Could a Google Search Have Helped Prevent the War in Iraq?

ByABC News
April 5, 2007, 4:17 PM

April 10, 2007 — -- It was a simple letter, just more than 100 words on two pieces of paper.

But this singular document became one of the key pieces of evidence, the smoking gun, touted by the Bush administration to justify the invasion of Iraq. It's also the same piece of "evidence" that led to a perjury conviction for Vice President Dick Cheney's former top aide, I. Lewis Libby.

The July 2000 letter, which was obtained from Italian intelligence services, appeared to be an official correspondence from the Niger government to the president of Iraq, confirming a deal to sell 500 tons of pure uranium to Iraq annually.

But if the CIA had done a simple Internet search on some of the terms used in the letter, the agency would have quickly learned that it was a forgery.

Instead, the letter was later cited by President Bush in his 2003 State of the Union address as proof that Saddam Hussein was determined to build nuclear weapons, justifying a preemptive invasion of the country.

That revelation is one of the central themes of "The Italian Letter," a new book by Washington Post editor Peter Eisner and journalist Knut Royce.

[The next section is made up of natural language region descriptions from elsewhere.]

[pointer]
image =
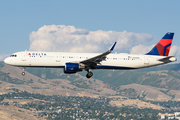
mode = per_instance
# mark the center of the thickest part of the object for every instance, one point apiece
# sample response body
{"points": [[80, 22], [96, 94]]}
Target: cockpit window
{"points": [[13, 55]]}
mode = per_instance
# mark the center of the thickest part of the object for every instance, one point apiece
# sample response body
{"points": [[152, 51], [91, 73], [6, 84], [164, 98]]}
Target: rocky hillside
{"points": [[157, 83]]}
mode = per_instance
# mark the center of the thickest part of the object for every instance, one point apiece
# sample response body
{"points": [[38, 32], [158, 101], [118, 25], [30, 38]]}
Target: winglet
{"points": [[112, 47]]}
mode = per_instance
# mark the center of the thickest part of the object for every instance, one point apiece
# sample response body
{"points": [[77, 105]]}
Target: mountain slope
{"points": [[149, 85]]}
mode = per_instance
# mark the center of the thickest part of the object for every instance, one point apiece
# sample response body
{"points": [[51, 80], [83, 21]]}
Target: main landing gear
{"points": [[23, 73], [89, 74]]}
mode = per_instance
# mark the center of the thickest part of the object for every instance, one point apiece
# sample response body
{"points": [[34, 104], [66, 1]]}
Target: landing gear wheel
{"points": [[23, 73], [89, 74]]}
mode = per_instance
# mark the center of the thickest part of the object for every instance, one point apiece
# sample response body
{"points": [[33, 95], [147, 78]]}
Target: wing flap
{"points": [[99, 58]]}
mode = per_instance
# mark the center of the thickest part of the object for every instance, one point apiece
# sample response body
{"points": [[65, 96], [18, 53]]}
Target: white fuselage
{"points": [[58, 60]]}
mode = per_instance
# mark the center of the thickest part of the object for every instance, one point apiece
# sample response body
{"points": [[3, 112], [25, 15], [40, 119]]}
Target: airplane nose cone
{"points": [[7, 61]]}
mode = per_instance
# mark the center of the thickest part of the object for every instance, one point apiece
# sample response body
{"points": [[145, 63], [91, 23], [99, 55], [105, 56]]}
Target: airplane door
{"points": [[146, 61], [58, 58]]}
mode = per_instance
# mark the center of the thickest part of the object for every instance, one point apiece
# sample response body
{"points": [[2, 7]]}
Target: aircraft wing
{"points": [[99, 58], [166, 58]]}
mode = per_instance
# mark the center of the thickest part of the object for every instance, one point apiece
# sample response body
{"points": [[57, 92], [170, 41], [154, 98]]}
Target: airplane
{"points": [[76, 62]]}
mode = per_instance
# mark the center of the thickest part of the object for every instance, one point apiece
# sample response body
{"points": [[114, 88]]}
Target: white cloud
{"points": [[69, 38], [3, 56]]}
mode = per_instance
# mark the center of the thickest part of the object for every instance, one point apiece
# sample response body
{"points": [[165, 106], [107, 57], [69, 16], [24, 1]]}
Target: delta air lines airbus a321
{"points": [[76, 62]]}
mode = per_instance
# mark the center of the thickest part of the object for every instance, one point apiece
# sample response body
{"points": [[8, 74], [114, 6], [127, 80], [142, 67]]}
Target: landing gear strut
{"points": [[23, 73], [89, 74]]}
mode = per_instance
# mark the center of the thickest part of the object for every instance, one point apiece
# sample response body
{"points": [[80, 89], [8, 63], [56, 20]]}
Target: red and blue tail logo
{"points": [[162, 48]]}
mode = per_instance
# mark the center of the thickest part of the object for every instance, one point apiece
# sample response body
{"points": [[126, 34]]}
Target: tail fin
{"points": [[162, 48]]}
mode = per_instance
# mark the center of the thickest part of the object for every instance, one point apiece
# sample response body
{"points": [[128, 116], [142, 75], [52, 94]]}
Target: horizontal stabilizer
{"points": [[166, 58]]}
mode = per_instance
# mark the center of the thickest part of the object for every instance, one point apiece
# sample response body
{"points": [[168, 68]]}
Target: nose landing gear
{"points": [[89, 74], [23, 73]]}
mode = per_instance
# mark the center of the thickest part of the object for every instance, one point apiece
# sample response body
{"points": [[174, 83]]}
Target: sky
{"points": [[87, 25]]}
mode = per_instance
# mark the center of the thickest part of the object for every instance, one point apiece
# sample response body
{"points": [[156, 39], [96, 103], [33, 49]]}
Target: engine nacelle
{"points": [[72, 68]]}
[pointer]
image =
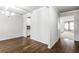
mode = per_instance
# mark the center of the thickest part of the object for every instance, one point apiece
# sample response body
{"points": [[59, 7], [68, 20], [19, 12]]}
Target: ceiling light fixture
{"points": [[6, 12]]}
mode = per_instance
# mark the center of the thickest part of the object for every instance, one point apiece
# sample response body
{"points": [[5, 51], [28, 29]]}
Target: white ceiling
{"points": [[20, 9], [67, 8], [26, 9]]}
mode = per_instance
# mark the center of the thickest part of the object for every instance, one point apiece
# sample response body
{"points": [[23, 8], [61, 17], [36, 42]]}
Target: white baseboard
{"points": [[10, 37], [50, 46], [40, 41]]}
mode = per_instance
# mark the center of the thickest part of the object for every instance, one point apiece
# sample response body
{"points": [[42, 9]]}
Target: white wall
{"points": [[53, 21], [10, 27], [25, 24], [76, 31], [44, 25], [75, 15], [40, 25]]}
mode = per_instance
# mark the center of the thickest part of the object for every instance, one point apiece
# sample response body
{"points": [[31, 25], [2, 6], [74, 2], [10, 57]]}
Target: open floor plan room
{"points": [[39, 29]]}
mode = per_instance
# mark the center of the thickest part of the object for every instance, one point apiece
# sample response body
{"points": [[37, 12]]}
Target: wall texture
{"points": [[44, 25], [10, 27]]}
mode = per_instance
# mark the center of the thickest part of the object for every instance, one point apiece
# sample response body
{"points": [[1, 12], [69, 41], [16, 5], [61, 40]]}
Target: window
{"points": [[69, 26]]}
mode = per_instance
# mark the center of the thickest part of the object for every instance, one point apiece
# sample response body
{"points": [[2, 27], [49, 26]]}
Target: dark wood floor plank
{"points": [[25, 45]]}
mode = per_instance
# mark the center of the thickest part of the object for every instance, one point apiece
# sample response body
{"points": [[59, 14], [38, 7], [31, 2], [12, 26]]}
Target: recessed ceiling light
{"points": [[7, 13], [12, 14], [2, 12]]}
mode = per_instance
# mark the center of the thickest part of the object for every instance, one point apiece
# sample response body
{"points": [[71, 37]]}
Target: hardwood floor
{"points": [[26, 45]]}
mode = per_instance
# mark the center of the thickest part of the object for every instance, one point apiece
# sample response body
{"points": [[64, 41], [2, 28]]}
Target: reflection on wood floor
{"points": [[25, 45]]}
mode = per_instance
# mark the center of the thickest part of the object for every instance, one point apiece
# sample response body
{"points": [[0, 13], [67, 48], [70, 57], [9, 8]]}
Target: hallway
{"points": [[23, 45]]}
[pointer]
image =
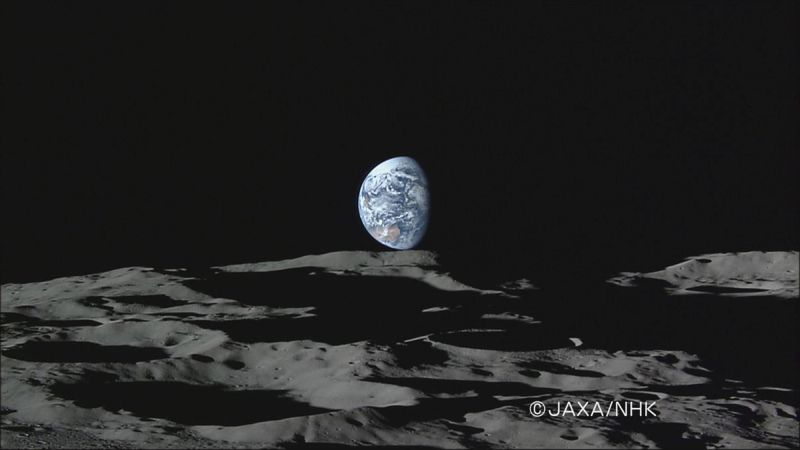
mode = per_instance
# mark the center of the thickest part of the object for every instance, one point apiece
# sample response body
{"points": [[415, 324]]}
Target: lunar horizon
{"points": [[304, 351]]}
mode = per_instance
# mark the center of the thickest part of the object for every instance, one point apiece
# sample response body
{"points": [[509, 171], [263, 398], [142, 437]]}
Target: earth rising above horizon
{"points": [[394, 203]]}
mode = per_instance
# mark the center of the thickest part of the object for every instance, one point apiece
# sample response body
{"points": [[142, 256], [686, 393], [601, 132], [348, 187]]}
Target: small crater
{"points": [[669, 358], [530, 373], [235, 365], [482, 372]]}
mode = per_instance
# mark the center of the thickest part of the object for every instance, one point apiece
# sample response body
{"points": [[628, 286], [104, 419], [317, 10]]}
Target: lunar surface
{"points": [[389, 348], [394, 203], [732, 274]]}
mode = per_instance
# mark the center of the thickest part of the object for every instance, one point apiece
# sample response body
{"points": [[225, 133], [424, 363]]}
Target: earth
{"points": [[394, 203]]}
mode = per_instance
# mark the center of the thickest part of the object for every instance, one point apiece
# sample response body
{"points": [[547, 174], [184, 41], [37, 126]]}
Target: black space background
{"points": [[562, 140]]}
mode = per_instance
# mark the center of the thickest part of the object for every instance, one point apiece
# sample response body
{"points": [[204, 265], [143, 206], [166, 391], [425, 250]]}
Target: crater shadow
{"points": [[516, 339], [71, 351], [178, 402]]}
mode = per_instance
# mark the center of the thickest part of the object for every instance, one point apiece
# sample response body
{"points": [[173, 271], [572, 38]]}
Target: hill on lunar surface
{"points": [[365, 348]]}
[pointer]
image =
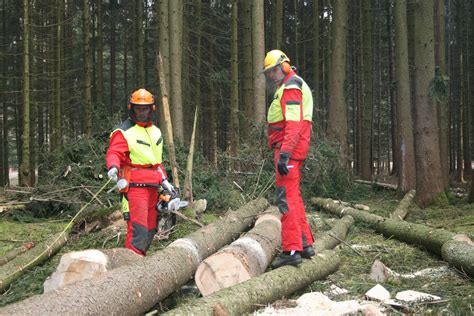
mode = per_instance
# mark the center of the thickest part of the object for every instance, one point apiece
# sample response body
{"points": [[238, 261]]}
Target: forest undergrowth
{"points": [[69, 178]]}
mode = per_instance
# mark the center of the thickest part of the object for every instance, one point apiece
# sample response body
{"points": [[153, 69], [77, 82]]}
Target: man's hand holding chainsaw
{"points": [[113, 174], [170, 188]]}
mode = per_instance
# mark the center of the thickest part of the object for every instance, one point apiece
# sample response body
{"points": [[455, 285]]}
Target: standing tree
{"points": [[406, 158], [234, 130], [140, 36], [337, 123], [247, 72], [24, 172], [277, 24], [175, 19], [441, 106], [316, 51], [87, 99], [258, 44], [368, 92], [429, 183], [100, 57]]}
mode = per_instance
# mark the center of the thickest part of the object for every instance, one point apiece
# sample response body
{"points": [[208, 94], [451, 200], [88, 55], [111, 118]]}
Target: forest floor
{"points": [[358, 253]]}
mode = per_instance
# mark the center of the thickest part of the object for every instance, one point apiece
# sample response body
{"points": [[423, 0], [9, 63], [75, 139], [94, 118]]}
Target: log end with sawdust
{"points": [[245, 258]]}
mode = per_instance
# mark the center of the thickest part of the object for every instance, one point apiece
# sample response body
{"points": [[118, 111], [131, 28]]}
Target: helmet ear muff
{"points": [[286, 67]]}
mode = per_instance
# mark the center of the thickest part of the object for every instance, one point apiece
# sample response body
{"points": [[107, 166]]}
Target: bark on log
{"points": [[378, 184], [332, 238], [12, 254], [77, 266], [245, 258], [266, 288], [270, 286], [12, 270], [403, 207], [136, 288], [430, 238], [460, 254]]}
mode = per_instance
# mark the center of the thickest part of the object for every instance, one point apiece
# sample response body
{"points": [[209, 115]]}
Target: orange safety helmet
{"points": [[274, 58], [142, 97]]}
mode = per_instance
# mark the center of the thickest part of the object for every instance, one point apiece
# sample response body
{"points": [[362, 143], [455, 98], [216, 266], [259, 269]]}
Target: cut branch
{"points": [[136, 288], [245, 258], [430, 238], [404, 206]]}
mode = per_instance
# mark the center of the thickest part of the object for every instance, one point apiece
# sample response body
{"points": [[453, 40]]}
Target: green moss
{"points": [[440, 200]]}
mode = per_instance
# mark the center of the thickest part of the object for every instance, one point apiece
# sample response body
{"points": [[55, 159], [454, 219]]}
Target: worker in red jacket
{"points": [[135, 154], [289, 122]]}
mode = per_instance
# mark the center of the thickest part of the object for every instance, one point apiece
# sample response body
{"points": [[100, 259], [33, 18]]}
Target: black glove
{"points": [[282, 164]]}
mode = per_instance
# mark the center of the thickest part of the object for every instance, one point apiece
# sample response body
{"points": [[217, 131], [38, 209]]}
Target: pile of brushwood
{"points": [[68, 179]]}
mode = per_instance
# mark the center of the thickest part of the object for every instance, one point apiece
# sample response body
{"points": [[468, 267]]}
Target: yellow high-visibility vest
{"points": [[144, 143], [275, 113]]}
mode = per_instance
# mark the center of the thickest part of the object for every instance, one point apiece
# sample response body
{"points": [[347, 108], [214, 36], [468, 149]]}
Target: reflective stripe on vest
{"points": [[275, 113], [144, 143]]}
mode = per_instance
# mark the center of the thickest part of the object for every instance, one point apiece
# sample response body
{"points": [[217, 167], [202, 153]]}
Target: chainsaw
{"points": [[169, 203]]}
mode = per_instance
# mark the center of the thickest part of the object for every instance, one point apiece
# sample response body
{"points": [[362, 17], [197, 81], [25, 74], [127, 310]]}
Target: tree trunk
{"points": [[57, 135], [430, 238], [332, 238], [24, 156], [77, 266], [403, 207], [168, 122], [368, 92], [87, 99], [459, 254], [113, 78], [277, 28], [316, 56], [135, 288], [258, 43], [100, 57], [392, 91], [471, 195], [234, 130], [406, 158], [15, 268], [442, 107], [246, 71], [245, 258], [175, 16], [266, 288], [429, 184], [337, 122], [243, 298], [140, 37], [188, 179]]}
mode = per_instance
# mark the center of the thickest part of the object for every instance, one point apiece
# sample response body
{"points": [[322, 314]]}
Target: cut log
{"points": [[268, 287], [12, 254], [430, 238], [459, 254], [245, 258], [15, 268], [403, 207], [136, 288], [263, 289], [378, 184], [332, 238], [81, 265]]}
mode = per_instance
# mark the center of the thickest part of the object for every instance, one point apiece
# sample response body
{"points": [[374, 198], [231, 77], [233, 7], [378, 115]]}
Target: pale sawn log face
{"points": [[268, 287], [245, 258], [136, 288]]}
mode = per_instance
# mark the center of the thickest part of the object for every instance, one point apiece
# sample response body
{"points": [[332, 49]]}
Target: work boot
{"points": [[307, 252], [286, 258]]}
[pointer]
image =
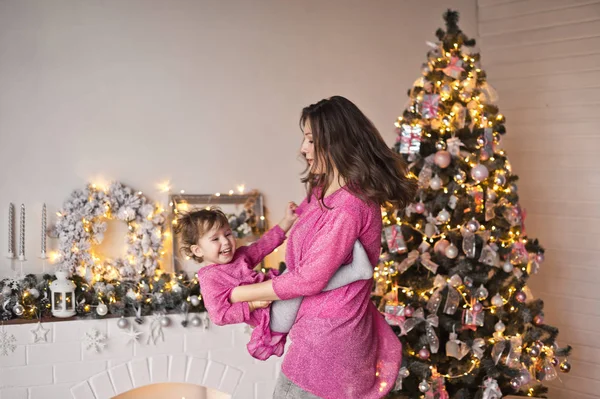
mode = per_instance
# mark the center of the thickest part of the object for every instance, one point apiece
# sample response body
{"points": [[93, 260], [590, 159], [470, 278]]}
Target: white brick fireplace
{"points": [[61, 367]]}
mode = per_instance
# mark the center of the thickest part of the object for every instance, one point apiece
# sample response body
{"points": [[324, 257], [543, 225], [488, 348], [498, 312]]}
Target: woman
{"points": [[341, 348]]}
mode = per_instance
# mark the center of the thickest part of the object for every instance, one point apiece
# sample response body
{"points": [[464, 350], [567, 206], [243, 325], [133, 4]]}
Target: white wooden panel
{"points": [[543, 58], [518, 99], [544, 35], [554, 82], [545, 51], [502, 11], [529, 22], [587, 62]]}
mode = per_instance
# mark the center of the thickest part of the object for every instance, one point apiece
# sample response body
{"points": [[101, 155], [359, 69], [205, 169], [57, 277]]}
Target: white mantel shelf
{"points": [[63, 368]]}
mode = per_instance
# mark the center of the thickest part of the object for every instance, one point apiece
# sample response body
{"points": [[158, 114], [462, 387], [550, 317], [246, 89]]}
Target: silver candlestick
{"points": [[43, 253], [22, 234], [11, 232]]}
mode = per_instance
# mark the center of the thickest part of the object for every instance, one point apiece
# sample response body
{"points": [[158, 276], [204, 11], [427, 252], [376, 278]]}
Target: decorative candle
{"points": [[22, 234], [43, 254], [11, 232]]}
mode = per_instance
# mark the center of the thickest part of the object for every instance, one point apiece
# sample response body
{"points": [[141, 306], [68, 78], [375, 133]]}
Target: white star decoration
{"points": [[7, 343], [94, 340], [132, 334], [40, 333]]}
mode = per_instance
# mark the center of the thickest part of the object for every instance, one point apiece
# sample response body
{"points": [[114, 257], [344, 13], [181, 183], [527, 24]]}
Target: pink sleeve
{"points": [[257, 251], [216, 300], [331, 245]]}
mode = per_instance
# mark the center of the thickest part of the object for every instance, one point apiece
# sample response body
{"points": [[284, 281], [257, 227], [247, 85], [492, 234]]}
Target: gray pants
{"points": [[286, 389]]}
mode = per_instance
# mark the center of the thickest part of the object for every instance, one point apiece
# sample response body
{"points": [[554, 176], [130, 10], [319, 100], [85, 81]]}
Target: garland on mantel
{"points": [[29, 298]]}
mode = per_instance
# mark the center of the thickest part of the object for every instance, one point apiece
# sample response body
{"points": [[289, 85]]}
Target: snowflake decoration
{"points": [[13, 283], [40, 334], [132, 334], [94, 340], [7, 343]]}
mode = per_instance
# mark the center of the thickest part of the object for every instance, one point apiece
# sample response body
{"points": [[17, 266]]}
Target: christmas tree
{"points": [[453, 273]]}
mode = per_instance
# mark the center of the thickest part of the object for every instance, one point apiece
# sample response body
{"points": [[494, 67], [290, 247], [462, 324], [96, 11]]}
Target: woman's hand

"That document has mistakes in it that are sufficient to show that it's impossible that this operation could be real," Eisner told ABCNEWS.com. "Anybody, you or I, could have taken this and fact-checked this thing and we would have learned that this was nonsense. We would have learned that the organization in the letterhead hadn't been in existence for many years, that the person who signed it last served in that post in 1989 and that the court in Niger had been renamed in 1990."

If the CIA had done a Google search on the documents, it could have altered the course of history, according to Eisner and Royce.

Although the CIA was highly suspicious of the claims in the letter and didn't include it in a public white paper on Iraq's WMD arsenal, the letter was included in a report from the agency's Rome station.

That report was picked up by the Defense Intelligence Agency, which highlighted the erroneous claims about the agreement to sell 500 tons of uranium to Baghdad, and quickly caught the attention of Cheney.